Bad Biology - Frank Henenlotter (2008)

Dix-sept années après Basket Case 3, dernier volet des aventures de la fratrie Bradley, Frank Henenlotter sortait de sa réserve en 2008 avec Bad Biology. De cet interminable hiatus qui soulignait les usuelles difficultés de cet intransigeant chantre du cinéma d'exploitation à produire ses projets, à sa collaboration avec la société d'édition Something Weird Video, dans le cadre de la collection Sexy Shockers, cette pause forcée, brisée par ce retour inespéré, du moins inattendu, n'avait nulle raison de calmer les ardeurs transgressives du réalisateur de Frankenhooker. Au contraire. 

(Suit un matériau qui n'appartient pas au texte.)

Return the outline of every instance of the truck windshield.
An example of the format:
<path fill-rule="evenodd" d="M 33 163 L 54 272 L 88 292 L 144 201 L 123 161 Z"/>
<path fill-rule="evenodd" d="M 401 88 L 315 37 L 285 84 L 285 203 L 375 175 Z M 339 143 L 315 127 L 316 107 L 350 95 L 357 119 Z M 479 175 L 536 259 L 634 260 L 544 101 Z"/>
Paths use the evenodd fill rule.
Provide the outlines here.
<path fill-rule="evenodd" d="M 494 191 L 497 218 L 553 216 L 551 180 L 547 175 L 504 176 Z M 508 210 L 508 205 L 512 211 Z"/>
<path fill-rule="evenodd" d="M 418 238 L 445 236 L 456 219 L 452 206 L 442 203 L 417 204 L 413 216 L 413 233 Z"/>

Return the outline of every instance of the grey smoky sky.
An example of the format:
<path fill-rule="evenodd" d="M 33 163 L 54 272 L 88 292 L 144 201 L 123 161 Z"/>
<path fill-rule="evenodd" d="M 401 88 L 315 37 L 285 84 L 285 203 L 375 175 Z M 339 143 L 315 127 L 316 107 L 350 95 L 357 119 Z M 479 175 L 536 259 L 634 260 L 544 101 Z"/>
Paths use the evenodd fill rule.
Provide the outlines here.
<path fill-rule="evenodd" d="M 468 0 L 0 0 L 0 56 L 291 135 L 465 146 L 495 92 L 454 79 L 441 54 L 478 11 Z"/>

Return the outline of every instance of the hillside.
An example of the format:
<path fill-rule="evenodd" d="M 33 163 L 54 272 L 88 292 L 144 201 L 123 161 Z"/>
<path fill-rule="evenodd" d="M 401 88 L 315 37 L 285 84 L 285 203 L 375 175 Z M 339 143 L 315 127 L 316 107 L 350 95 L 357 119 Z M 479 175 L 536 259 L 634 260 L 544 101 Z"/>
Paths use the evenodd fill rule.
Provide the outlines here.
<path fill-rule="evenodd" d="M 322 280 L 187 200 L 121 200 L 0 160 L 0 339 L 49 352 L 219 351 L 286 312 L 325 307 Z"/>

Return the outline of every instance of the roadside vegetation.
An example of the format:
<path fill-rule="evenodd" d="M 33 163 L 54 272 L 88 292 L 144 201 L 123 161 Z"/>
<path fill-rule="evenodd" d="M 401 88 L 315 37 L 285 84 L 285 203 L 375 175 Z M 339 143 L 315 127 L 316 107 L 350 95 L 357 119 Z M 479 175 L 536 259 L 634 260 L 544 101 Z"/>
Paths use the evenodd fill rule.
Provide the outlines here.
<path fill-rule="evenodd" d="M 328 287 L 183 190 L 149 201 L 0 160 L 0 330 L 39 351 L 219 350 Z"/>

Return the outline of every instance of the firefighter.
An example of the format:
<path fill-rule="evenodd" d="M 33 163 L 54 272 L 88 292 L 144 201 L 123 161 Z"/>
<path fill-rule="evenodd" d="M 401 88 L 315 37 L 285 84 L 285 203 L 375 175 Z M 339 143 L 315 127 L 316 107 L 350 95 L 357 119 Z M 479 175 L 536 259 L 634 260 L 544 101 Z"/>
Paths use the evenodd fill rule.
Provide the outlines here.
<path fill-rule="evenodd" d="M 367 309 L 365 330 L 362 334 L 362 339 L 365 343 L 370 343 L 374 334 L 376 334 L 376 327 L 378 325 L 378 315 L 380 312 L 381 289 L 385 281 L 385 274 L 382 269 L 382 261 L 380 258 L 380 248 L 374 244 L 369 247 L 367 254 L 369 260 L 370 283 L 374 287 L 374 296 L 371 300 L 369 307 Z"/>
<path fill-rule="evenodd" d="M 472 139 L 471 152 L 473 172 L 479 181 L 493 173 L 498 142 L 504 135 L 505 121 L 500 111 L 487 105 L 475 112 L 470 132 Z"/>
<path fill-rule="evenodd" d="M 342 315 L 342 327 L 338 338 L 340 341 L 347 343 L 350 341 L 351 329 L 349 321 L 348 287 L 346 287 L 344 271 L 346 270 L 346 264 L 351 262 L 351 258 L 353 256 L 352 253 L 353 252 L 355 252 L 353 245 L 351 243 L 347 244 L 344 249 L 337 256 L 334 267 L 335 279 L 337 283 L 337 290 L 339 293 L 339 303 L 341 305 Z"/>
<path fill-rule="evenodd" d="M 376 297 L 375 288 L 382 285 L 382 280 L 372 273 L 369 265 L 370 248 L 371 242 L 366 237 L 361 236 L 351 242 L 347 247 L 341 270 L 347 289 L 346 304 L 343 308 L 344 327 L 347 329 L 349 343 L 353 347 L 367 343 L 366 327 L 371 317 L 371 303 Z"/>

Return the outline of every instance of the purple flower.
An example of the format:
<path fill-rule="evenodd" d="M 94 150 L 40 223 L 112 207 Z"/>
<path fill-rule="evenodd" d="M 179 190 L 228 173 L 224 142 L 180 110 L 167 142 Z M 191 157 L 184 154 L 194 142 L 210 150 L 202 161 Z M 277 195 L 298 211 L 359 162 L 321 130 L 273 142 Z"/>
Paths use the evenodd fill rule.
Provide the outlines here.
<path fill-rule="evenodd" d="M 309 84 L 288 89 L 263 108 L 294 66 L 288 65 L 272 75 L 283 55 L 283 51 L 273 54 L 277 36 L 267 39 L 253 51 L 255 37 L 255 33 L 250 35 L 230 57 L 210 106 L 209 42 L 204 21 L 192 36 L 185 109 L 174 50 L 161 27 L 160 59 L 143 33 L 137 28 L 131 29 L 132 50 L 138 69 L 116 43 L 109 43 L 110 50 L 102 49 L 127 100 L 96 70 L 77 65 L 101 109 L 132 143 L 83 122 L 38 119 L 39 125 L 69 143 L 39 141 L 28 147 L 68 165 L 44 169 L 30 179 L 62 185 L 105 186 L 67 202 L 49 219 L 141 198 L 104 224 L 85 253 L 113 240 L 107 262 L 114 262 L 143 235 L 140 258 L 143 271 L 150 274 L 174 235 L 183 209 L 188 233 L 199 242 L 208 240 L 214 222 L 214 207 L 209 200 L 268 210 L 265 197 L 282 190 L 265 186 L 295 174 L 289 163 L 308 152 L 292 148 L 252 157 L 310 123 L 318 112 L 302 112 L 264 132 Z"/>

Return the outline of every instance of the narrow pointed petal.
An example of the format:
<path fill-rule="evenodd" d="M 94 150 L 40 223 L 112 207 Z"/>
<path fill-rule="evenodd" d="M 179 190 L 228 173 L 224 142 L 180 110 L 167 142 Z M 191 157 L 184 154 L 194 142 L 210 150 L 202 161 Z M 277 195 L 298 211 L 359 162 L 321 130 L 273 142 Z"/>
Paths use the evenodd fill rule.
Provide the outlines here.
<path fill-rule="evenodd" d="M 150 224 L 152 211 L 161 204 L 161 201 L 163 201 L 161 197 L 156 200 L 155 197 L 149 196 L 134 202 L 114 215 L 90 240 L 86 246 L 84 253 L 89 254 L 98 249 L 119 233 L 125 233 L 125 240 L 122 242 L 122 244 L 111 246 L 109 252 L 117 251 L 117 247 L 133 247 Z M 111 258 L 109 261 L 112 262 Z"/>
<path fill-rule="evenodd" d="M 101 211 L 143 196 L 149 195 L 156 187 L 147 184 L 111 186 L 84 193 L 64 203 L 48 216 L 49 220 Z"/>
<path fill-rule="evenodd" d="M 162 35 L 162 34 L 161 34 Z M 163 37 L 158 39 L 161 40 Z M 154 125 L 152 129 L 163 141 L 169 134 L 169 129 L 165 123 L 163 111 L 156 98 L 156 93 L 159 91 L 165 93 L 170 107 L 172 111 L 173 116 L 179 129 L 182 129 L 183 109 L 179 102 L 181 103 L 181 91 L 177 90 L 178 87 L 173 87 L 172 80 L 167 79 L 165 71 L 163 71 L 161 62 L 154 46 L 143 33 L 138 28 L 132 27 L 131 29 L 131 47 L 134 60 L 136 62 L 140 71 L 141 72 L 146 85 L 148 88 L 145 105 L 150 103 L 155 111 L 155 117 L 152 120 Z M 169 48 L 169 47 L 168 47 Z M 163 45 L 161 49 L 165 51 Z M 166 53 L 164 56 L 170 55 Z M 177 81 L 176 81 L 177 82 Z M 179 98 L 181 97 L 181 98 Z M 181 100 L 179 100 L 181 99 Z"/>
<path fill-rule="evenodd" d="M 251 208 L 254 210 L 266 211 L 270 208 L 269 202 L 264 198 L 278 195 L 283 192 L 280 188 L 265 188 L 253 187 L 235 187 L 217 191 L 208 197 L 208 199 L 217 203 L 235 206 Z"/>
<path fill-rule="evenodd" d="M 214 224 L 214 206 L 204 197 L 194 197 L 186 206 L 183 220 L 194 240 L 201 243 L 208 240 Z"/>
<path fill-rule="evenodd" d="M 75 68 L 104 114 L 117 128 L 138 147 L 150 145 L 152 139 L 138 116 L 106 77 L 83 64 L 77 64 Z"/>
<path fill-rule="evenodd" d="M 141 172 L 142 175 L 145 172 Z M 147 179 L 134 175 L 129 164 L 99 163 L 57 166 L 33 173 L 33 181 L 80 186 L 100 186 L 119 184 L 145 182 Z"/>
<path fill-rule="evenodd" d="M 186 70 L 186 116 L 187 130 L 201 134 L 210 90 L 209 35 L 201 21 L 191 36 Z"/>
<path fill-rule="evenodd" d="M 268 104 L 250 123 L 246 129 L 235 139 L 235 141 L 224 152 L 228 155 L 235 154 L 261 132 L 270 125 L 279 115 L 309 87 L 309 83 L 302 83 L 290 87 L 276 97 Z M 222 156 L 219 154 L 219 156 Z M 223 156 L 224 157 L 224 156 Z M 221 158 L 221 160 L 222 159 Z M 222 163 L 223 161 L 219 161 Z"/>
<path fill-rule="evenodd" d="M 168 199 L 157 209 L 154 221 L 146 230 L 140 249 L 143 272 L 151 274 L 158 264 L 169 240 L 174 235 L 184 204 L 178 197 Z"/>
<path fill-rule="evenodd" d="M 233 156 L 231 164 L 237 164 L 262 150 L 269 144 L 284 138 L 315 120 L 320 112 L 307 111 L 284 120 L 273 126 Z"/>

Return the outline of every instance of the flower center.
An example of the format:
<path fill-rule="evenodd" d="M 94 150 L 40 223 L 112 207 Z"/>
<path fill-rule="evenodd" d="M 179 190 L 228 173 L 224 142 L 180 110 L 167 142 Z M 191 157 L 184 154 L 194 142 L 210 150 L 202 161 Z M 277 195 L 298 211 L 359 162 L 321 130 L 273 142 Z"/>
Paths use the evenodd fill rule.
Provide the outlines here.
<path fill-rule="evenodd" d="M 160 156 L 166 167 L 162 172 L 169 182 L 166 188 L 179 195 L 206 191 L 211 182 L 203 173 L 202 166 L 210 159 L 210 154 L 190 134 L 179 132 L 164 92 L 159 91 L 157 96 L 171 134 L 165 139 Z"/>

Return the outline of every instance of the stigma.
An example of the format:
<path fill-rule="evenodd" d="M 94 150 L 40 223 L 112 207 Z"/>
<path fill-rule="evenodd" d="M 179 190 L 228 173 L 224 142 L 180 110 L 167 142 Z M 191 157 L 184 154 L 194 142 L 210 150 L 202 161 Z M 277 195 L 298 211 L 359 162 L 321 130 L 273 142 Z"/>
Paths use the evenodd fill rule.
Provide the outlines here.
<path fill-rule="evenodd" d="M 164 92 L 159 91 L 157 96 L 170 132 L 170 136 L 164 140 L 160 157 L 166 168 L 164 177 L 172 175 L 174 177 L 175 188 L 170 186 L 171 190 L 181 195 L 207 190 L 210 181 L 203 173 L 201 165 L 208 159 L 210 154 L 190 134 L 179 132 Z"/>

Erreur génétique pour les médecins, diagnostiquée atteinte du syndrome d'excitation génitale persistante, Jennifer (Charlee Danielson) est née avec sept clitoris, "demandant sans cesse de l'attention". La jeune femme ne cherche pas l'amour, "ni noms ni câlins, juste du sexe", seul un orgasme libérateur. Et tant pis si au cours de ses ébats "ça devient trop bestial", au risque d'entraîner la mort de ses partenaires et de donner naissance à des bébés mutants. Batz (Anthony Sneed) a eu le sexe sectionné par accident à sa naissance. Recousu, son pénis fut longtemps incapable d'être en érection, avant que le jeune homme ne lui injecte des stéroïdes et des hormones. A mesure, son sexe a grossi, et a développé sa propre conscience. Depuis Batz va de dealer en dealer, en quête de médicament de plus en plus fort, afin de calmer cette "bite camée qui réfléchit toute seule". Quand Jennifer rencontre Batz, elle devient obsédée par lui, convaincue qu'il est le seul homme qui puisse la satisfaire...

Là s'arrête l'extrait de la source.